El Duque sonrió, imperturbable.
—Siempre tan sagaz, majestad. No hay necesidad de ocultarlo: deseo la mano de vuestra hija, la princesa Adelaide- Con nuestra unión, los conflictos entre nuestros dominios cesarán y aseguraré la estabilidad de Albagard. Un beneficio para todos, ¿no lo creéis?-
La Reina Adela sintió que su corazón se encogía en el pecho, sus ojos buscaron los del Rey, rogándole en silencio que no perdiera la compostura. Pero él ya se había puesto de pie, los nudillos blancos por la fuerza con la que aferraba los brazos del trono.
—¿Vienes a mi corte a exigir la mano de mi hija como si fuera una moneda de cambio?
— bramó. Su furia era apenas contenida, su voz retumbaba en los muros de piedra —.
¡Ella no es un premio para saciar tu ambición!

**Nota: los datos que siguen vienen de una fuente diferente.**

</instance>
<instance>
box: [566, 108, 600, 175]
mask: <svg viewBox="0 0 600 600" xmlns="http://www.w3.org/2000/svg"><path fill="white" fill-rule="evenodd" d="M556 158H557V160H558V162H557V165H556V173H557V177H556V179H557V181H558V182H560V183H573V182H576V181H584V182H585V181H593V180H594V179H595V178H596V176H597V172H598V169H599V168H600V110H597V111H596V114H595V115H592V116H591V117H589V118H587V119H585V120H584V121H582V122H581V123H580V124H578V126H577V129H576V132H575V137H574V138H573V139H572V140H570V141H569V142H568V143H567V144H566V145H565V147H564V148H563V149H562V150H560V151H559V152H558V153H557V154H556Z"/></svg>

El Duque no se inmutó. Su sonrisa se ensanchó con una insolencia calculada.
—Oh, majestad, no es una exigencia, sino una oferta generosa, diría yo, sin esta unión, tu ejército no podrá hacer frente a una guerra con mi imponente ejercito. Tienes muy pocos aliados. Una negativa solo precipitará el derramamiento de sangre. Y estoy seguro de que ninguno de nosotros desea eso...

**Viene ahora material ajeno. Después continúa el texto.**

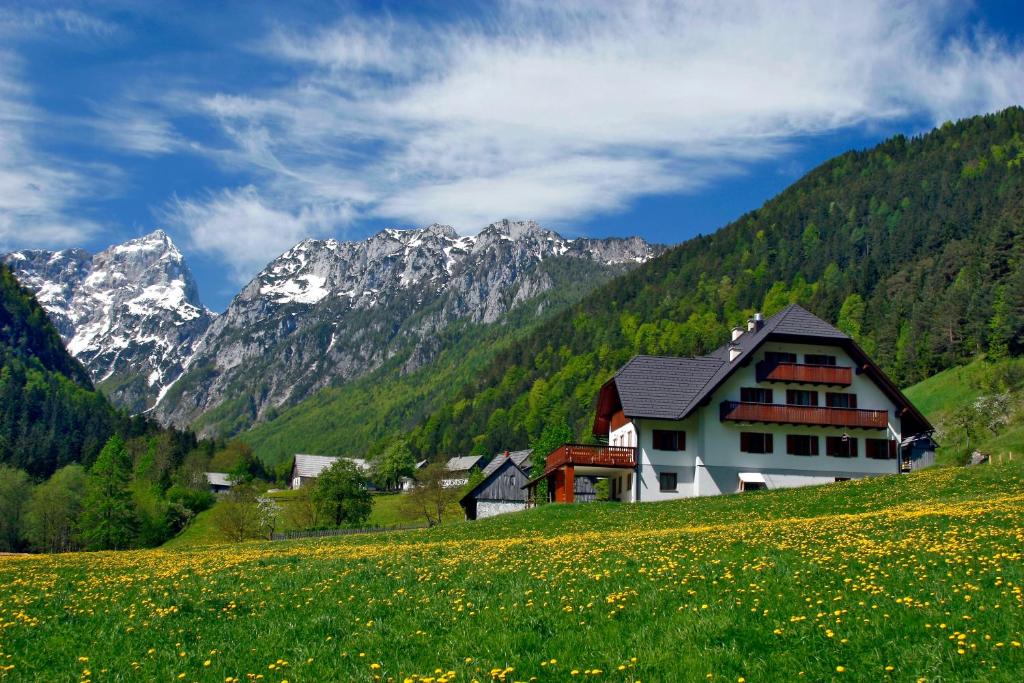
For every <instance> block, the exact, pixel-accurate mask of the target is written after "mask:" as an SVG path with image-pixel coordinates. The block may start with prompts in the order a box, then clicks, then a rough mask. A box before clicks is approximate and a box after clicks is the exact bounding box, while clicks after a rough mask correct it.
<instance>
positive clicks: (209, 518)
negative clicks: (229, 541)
mask: <svg viewBox="0 0 1024 683" xmlns="http://www.w3.org/2000/svg"><path fill="white" fill-rule="evenodd" d="M214 505H216V504H214ZM219 543H224V540H223V538H222V537H221V535H220V531H218V530H217V527H216V526H214V524H213V508H210V509H209V510H204V511H203V512H201V513H199V514H198V515H196V517H195V518H194V519H193V520H191V521H190V522H189V523H188V525H187V526H185V527H184V528H183V529H181V532H180V533H178V535H177V536H176V537H174V538H173V539H171V540H170V541H168V542H167V543H165V544H164V545H163V546H161V547H162V548H164V549H167V550H180V549H184V548H201V547H203V546H211V545H215V544H219Z"/></svg>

El silencio que siguió fue denso, sofocante. La Reina apretó los labios con fuerza, su mente inundada de imágenes sombrías. El Rey, con el rostro enrojecido de ira, respiraba con dificultad. Sabía que el duque tenía razón. Su ejército, por más valiente que fuera, no podría detener el embate de las fuerzas de Albagard sin el apoyo de otros reinos en ese momento, sintió el peso de su fracaso como monarca y como padre. No podía mostrar debilidad, pero en su interior, la desesperación se agitaba como un torbellino.
El Duque, al notar su vacilación, inclinó la cabeza con fingida compasión y lanzó el golpe final.
Desde este instante empieza a correr el tiempo—continuó, su tono goteando veneno—. diez días, Godwin, si acepas, tu hija será mi esposa y Albagard permanecerá en pie, pero si me rechazas... vendré por ella de todos modos, pero la diferencia será que la poseería sin piedad, vuestro reino yacerá en cenizas sin duda te matare y tu esposa y tus pequeños gemelos serán mis prisioneros, el destino de tu trono será todo mío.
El Rey sintió que su garganta se cerraba. Quiso gritar, desafiarlo, ordenar a sus guardias que lo echaran de inmediato, pero las palabras murieron en sus labios. El Duque ya se había girado, con la certeza de que había sembrado el miedo y la duda en su alma.
Se inclinó en una burla de reverencia y, sin prisa, giró sobre sus talones. Sus botas resonaron contra el mármol al abandonar la sala, dejando tras de sí una sombra de amenaza que se aferró a los corazones de los Reyes.